Стоило И.А. выйти на улицу, как прохожие немедленно начинали на него
оглядываться. Немного польщенный, Бунин надвигал на глаза барашковую шапку и
ворчал: "Что такое? Совершенный успех тенора". Приемы следовали один за другим
и были дни, когда с одного обеда приходилось ехать на другой» – рассказывал
сопровождавший новоиспеченного лауреата в дни его триумфальной поездки
журналист Андрей Седых. На обратном пути из Стокгольма заехали в Германию,
погостить у друга Бунина философа Федора Степуна. Галина приболела и осталась на
несколько дней в его доме , планируя вернуться в Грас, как поправится. И за эти
несколько дней ее сердце завоевала … сестра философа, Маргарита. «Галина
влюбилась страшно - бедная Галина… выпьет рюмочку - слеза катится: "Разве
мы, женщины, властны над своей судьбой?.." Степун властная была, и Галина
не могла устоять…» –так описывала произошедшую драму Ирина Одоевцева. Всем
домочадцам сразу бросилась в глаза внезапная перемена в Галине по ее
возвращении. «Галя стала писать, но еще нервна. … У нее переписка с Маргой,
которую мы ждем в конце мая»—отметила Вера. Ее дневники лаконично и ярко
зафиксировали хронику разрыва между Кузнецовой и Буниным, который окончательно
произошел год спустя. Маргарита Степун, как и обещала, приехала в Грас в мае. «Марга
у нас третью неделю. Она нравится мне. … Можно с нею говорить обо всем. С Галей
у нее повышенная дружба. Галя в упоении и ревниво оберегает ее от всех нас…»(8
июня 1934 года). «В доме у нас нехорошо. Галя, того гляди, улетит. Ее обожание
Марги какое-то странное. … Если бы у Яна была выдержка, то он это время не стал
бы даже с Галей разговаривать. А он не может скрыть обиды, удивления и потому
выходят у них неприятные разговоры, во время которых они, как это бывает,
говорят друг другу лишнее…» (11 июля 1934 года). Бунин не мог перенести этой
измены, казавшейся ему особенно унизительной, и упрекал возлюбленную во всех
возможных грехах. Когда, прогостив с месяц, Маргарита уехала, страсти немного
улеглись, но это было не примирение, а лишь короткое затишье перед новой бурей.

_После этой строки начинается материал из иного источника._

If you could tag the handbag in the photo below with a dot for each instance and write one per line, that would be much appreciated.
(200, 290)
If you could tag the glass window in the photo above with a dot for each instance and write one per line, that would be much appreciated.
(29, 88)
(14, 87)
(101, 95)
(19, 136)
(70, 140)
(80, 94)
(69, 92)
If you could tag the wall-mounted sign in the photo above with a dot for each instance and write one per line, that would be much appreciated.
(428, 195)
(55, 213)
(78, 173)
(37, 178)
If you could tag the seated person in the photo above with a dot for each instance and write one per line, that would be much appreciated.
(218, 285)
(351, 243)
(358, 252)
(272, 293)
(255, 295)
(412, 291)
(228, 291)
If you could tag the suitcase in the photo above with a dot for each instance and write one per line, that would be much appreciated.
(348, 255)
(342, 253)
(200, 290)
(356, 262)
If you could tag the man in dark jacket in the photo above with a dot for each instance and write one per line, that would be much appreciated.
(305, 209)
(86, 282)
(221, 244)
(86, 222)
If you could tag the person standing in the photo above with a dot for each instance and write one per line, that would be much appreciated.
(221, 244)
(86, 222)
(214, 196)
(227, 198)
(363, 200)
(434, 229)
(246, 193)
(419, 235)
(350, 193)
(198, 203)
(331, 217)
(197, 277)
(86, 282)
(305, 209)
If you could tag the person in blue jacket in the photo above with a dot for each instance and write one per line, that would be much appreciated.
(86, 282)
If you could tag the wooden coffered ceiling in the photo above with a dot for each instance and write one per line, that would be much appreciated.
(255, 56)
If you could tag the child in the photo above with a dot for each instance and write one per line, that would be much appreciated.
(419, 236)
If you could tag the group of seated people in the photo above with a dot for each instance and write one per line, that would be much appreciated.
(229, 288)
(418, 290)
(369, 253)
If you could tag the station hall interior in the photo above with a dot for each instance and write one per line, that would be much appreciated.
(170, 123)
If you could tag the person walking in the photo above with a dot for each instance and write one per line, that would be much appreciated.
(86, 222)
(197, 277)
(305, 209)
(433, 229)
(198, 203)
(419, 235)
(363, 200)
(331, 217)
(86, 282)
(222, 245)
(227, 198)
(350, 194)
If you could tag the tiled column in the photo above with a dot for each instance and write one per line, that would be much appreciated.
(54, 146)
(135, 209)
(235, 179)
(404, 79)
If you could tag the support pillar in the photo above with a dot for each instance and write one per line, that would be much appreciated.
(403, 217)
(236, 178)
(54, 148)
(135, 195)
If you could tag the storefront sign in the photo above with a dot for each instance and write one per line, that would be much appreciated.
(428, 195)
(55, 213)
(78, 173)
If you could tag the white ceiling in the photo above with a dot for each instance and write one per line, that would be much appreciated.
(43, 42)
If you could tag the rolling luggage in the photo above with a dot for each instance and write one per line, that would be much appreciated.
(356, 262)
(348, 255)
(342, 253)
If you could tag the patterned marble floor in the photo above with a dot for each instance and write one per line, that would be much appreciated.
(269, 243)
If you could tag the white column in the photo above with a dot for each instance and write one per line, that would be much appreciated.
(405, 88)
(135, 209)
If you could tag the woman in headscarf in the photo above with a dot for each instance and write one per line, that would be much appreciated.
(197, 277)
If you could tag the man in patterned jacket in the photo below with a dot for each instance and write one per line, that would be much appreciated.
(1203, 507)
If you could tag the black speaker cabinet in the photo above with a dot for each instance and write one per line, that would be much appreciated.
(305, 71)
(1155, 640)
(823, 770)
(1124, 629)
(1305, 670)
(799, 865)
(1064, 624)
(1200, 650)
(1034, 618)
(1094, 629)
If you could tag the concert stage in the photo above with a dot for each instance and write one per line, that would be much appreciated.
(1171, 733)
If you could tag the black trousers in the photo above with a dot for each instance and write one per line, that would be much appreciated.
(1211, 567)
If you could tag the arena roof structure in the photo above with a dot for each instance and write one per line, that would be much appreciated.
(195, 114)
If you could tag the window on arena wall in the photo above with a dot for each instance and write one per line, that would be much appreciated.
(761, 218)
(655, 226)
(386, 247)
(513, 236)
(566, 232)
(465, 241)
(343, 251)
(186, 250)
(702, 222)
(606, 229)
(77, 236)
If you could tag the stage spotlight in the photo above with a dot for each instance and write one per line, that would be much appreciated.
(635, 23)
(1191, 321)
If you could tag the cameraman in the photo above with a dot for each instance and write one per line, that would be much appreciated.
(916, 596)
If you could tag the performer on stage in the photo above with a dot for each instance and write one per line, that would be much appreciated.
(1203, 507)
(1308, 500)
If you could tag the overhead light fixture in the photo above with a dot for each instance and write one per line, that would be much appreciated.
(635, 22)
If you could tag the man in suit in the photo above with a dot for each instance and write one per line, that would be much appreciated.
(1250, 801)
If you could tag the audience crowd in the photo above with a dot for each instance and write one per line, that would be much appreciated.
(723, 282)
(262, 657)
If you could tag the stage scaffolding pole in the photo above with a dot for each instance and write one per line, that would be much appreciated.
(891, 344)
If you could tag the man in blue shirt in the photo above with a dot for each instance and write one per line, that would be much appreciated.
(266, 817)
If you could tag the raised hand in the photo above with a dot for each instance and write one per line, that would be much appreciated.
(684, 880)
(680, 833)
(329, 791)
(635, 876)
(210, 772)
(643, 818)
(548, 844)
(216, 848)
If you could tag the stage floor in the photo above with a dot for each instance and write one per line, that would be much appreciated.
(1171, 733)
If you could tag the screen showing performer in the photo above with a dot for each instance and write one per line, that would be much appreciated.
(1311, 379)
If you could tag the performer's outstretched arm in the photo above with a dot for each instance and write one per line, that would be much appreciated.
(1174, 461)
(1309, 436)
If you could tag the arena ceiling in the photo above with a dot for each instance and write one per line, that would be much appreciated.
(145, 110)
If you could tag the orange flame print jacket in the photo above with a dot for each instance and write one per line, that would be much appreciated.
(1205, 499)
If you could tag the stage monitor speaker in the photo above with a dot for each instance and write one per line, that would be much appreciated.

Скандалы не утихали и не в силах больше находиться в ставшем чужим «Бельведере»,
осенью 1934 года Кузнецова отправилась в Германию к Маргарите. «Галя наконец
уехала. В доме стало пустыннее, но легче» — подвела черту Вера.
Стоически перенеся постигшее его
несчастье, Бунин нашел забвенье в творчестве и на склоне лет создал свою
главную книгу—«Темные аллеи», цикл великолепных новелл, в которых любовь так
хрупка, быстротечна и так загадочно переплетена со смертью. Леонид Зуров
оставался в семье писателя до конца,
ухаживал за тяжело больным, одряхлевшим и еще более желчным Буниным в его
последние, до неприличия нищие годы, а после его кончины— за его вдовой, сделавшей его душеприказчиком
бунинского наследия. Галина Кузнецова вполне счастливо прожила всю оставшуюся
жизнь с Маргаритой Степун и на закате своих дней опубликовала «Грасский дневник»—рассказ
о семи счастливых и трагичных годах в
доме Буниных. Мемуары Кузнецовой легли в основу сценария фильма Алексея Учителя
«Дневник его жены».
Еще
один след этого союза предстанет 17 февраля на аукционе «Антиквариума». На
торгах будут представлены письма Ивана Бунина к Николаю Рощину, одно из них
подписано всеми участниками люовного треугольника—самим писателем и его «бельведерскими
музами», Галиной Кузнецовой и Верой Муромцевой-Буниной.